Umm…unreliability is the point of this post. Thanks for making it for me.
In our society today, the industry-funded researchers are supposed to be ignored, so filter their comments the way you would filter something from API. By our society’s current rules, that means we can brush off everything the paid wind industry lobbyist says as nothing more than paid fluff if we want to.
Anyway, they claim The main reason wind energy output appears lower in 2015? 2014 was a record high wind year. To support their assertion, they claim this is the percentage of capacity realized in the first six months of each year:
- 27% – 2008
- 35% – 2011
- 35% – 2013
- 37% – 2014
- 32% – 2015
Perhaps that is circular reasoning: proof that the wind was gentler is that the industry had lower capacity. I think there is something wrong in the graph, because net generation is higher than capacity every year from 2007 through 2015. I’m not sure, but doubt that actual output can be higher than potential output.
Yet another reason wind power along with solar should be called the unreliables, not the renewables.

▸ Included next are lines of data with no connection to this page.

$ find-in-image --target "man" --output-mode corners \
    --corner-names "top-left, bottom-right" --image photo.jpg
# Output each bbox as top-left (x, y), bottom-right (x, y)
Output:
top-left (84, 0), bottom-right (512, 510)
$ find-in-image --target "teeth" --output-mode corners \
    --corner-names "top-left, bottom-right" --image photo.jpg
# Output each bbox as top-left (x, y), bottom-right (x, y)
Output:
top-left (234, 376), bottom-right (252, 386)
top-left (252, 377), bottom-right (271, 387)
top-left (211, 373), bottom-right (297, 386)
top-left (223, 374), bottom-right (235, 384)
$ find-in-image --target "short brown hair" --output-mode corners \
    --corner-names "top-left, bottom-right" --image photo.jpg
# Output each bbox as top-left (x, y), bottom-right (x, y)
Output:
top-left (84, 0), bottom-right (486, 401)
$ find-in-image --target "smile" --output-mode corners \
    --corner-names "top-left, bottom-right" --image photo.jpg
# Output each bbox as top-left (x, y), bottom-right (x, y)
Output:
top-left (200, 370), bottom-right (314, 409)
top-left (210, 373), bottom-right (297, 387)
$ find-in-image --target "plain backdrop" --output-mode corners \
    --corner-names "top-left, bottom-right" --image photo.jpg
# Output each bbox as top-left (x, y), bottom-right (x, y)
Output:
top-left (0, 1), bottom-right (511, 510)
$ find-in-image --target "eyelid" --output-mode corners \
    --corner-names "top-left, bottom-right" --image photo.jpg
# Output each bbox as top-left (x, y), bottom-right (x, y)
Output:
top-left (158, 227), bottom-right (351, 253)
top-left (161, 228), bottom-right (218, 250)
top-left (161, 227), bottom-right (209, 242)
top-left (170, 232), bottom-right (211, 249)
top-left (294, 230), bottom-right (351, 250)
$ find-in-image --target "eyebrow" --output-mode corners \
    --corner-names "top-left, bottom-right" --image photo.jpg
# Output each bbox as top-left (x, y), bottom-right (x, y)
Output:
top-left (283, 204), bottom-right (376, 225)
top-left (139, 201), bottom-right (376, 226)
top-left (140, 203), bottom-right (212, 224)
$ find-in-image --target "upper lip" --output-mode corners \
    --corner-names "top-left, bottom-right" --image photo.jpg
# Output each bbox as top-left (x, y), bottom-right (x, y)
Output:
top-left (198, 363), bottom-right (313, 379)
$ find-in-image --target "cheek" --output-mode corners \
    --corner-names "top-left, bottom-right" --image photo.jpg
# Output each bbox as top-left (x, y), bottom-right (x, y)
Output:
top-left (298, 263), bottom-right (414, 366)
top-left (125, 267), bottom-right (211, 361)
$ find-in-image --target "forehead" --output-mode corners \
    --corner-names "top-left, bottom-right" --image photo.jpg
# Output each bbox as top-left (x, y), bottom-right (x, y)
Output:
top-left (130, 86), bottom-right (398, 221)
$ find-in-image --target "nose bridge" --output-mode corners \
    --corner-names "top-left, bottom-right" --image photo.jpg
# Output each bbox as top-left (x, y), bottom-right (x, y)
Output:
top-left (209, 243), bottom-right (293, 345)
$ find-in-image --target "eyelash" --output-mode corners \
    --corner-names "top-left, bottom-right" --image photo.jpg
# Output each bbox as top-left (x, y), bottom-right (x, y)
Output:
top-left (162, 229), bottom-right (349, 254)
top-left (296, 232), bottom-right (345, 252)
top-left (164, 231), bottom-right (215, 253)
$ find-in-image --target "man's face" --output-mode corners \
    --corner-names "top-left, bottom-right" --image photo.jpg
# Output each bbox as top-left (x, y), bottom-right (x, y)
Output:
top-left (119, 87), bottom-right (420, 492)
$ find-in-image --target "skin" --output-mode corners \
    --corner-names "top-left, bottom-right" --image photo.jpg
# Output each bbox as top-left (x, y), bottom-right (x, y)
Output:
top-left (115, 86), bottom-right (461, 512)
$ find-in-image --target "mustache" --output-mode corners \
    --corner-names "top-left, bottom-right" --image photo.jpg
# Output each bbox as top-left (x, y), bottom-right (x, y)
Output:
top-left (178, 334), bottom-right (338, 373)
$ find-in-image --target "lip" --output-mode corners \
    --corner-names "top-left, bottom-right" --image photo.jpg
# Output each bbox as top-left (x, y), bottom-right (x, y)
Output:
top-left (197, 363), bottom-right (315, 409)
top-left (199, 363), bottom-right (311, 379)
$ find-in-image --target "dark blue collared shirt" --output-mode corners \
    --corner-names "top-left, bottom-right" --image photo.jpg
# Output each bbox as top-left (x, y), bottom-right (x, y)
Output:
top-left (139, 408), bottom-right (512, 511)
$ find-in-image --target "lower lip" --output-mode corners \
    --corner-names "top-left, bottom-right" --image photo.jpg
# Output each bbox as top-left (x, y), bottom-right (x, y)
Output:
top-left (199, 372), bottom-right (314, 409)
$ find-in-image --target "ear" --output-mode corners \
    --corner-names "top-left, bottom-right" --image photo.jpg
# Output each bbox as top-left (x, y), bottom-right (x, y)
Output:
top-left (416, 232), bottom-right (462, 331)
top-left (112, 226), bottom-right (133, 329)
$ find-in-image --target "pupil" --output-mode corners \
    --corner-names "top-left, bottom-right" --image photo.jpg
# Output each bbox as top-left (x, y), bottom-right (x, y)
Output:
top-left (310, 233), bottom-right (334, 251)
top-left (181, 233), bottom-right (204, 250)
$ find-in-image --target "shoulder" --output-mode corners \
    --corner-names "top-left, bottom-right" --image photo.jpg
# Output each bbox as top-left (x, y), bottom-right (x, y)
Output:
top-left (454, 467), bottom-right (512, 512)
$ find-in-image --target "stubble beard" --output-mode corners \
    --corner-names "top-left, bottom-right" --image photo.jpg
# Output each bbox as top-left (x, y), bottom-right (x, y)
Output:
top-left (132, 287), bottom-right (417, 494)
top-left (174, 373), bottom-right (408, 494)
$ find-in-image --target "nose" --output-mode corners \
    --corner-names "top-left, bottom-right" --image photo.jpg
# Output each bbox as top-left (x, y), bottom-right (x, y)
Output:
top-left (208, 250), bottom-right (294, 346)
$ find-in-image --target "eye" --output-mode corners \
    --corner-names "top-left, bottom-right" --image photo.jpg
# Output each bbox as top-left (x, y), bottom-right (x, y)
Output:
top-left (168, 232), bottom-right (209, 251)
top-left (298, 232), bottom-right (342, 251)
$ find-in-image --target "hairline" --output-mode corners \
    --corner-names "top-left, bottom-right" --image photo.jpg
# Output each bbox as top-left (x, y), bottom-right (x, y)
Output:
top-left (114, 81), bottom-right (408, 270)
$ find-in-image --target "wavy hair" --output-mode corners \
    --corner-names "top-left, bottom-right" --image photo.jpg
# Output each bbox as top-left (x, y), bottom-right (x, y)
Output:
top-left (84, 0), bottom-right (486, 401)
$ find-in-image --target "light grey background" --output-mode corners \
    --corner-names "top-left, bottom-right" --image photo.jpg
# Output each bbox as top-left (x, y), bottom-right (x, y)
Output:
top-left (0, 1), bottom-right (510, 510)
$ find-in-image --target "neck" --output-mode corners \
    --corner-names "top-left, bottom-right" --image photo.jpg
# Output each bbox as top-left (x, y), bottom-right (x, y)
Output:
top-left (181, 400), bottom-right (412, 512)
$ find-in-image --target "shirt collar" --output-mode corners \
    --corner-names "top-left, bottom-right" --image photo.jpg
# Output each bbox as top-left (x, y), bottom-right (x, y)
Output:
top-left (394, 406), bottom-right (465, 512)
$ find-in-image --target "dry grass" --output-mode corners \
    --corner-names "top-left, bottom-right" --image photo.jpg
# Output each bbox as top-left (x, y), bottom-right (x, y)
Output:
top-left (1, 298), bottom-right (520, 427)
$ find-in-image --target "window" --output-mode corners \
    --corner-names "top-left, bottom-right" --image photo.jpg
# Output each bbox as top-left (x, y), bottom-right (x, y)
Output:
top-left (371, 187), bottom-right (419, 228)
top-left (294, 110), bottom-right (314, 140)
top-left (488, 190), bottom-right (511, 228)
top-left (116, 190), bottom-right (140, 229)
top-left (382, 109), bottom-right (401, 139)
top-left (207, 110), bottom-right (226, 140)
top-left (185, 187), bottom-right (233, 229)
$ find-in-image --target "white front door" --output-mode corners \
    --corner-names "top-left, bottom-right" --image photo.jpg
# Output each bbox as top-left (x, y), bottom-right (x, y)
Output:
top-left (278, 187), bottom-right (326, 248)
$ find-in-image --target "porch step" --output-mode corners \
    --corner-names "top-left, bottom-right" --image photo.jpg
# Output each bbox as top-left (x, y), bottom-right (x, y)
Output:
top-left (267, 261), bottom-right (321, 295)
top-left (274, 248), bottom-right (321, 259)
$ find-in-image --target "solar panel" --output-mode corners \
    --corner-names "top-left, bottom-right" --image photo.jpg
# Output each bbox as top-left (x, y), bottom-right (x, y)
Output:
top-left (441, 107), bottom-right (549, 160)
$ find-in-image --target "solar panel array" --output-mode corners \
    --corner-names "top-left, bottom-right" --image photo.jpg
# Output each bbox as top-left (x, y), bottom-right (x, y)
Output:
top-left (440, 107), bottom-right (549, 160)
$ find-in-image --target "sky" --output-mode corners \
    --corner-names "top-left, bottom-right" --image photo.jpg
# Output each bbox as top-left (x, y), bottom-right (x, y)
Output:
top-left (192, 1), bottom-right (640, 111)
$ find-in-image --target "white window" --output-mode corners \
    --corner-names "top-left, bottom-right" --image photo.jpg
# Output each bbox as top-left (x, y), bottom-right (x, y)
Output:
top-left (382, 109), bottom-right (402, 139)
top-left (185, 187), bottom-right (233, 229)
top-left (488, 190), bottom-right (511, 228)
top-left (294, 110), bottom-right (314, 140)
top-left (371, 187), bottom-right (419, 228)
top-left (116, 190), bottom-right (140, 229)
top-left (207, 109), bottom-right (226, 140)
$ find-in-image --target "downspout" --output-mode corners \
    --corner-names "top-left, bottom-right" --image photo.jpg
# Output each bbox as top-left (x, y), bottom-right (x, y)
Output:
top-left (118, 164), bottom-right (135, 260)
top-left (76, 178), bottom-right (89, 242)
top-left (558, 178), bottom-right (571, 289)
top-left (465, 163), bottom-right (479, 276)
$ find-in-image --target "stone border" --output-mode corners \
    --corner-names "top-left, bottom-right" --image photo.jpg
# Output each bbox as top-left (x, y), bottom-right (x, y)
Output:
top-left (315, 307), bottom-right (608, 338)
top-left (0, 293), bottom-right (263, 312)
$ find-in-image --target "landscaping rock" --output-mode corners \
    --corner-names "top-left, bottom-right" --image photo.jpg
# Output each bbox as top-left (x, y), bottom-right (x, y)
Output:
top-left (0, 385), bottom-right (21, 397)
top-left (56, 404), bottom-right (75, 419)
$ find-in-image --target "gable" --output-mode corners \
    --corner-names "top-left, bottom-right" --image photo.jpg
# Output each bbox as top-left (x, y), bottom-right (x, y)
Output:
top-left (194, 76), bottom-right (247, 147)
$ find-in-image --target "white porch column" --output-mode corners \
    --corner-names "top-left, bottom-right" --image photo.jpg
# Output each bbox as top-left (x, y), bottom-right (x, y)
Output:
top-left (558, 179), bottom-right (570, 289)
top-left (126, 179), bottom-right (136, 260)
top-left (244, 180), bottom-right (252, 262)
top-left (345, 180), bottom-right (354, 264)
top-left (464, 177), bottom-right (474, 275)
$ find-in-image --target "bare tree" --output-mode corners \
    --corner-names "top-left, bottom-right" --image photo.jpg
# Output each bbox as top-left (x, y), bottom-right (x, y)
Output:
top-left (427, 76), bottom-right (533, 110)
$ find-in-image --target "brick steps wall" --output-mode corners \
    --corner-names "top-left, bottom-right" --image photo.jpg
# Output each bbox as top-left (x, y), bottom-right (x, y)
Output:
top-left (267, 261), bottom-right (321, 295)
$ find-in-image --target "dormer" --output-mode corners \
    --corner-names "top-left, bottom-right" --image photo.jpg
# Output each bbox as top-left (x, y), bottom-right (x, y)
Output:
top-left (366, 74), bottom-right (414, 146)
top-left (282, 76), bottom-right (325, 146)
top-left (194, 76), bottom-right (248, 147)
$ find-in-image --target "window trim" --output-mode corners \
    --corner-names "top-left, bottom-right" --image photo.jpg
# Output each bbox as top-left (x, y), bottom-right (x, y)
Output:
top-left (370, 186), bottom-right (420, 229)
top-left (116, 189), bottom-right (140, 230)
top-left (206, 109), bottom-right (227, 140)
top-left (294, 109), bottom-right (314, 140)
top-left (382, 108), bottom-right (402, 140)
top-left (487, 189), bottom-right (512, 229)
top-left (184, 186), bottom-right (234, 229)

Article at Bloomberg Business on 9/1 would disagree with the hired-gun PR expert: Wind-Power Producers Find Profits as Elusive as a Summer Breeze – Multiple wind farm operators are reporting unexpectedly low production.
Tax credits – We have known a long time that wind farms are only viable if massive tax subsidies are provided. Without the feds underwriting much of the cost, wind turbine construction would collapse.
Here’s the magnitude involved. The article says tax credits could hit $2.4 billion in the year ending 9/30/15. Could hit $3.6B in FY 2018.
Wind is blowing below the five-year average
Most important comment in the article is that wind output for the first five months of ’15 are below the five-year average. That means production is far lower than expected.
Wind speed changes. Haphazardly. Unreliable, in other words.
First quarter
This pattern has been visible all year. Consider the first quarter…
5/14 – Platts – Warming weathering in California exposes vulnerabilities of wind power – This article and Million Dollar Way speculates on reasons for the collapse in electricity sales from California wind farms in the first quarter of 2015. Main factors, as speculated, are the lack of preventive maintenance and the life spans of wind turbines being about half as long as projected. Twelve to fifteen years instead of 30.
Instead just look at the collapsing sales. Data is for first quarter of 2015 and first quarter of 2014:
- 2015 2014 # chg % chg
- 1.30M mWh 1.93M Mwh (.63M mWh) (32.7%) sales
- 4,472 mW 4,275 mW +197 mW +4.6% capacity
- 13.5% 21% (7.5%) capacity factor
- 48 44 +4 number of farms
So market capacity grew by 4.6% while sales dropped by 32.7%.
Average hourly production in 2015 Q1 was 595 mW out of the rated capacity of 4,472 mW. That is a staggeringly horrid 13.5% capacity realization.
Unreliable, not renewable.
Cost to build capacity per effective megawatt
Let me extend that concept to the cost to provide electricity.
If the typical cost to put up a 2 mW turbine is around $4M, the cost to build is about $2M per megawatt. At capacity of 13.5%, that makes the cost to build actual output around $14.8M per megawatt.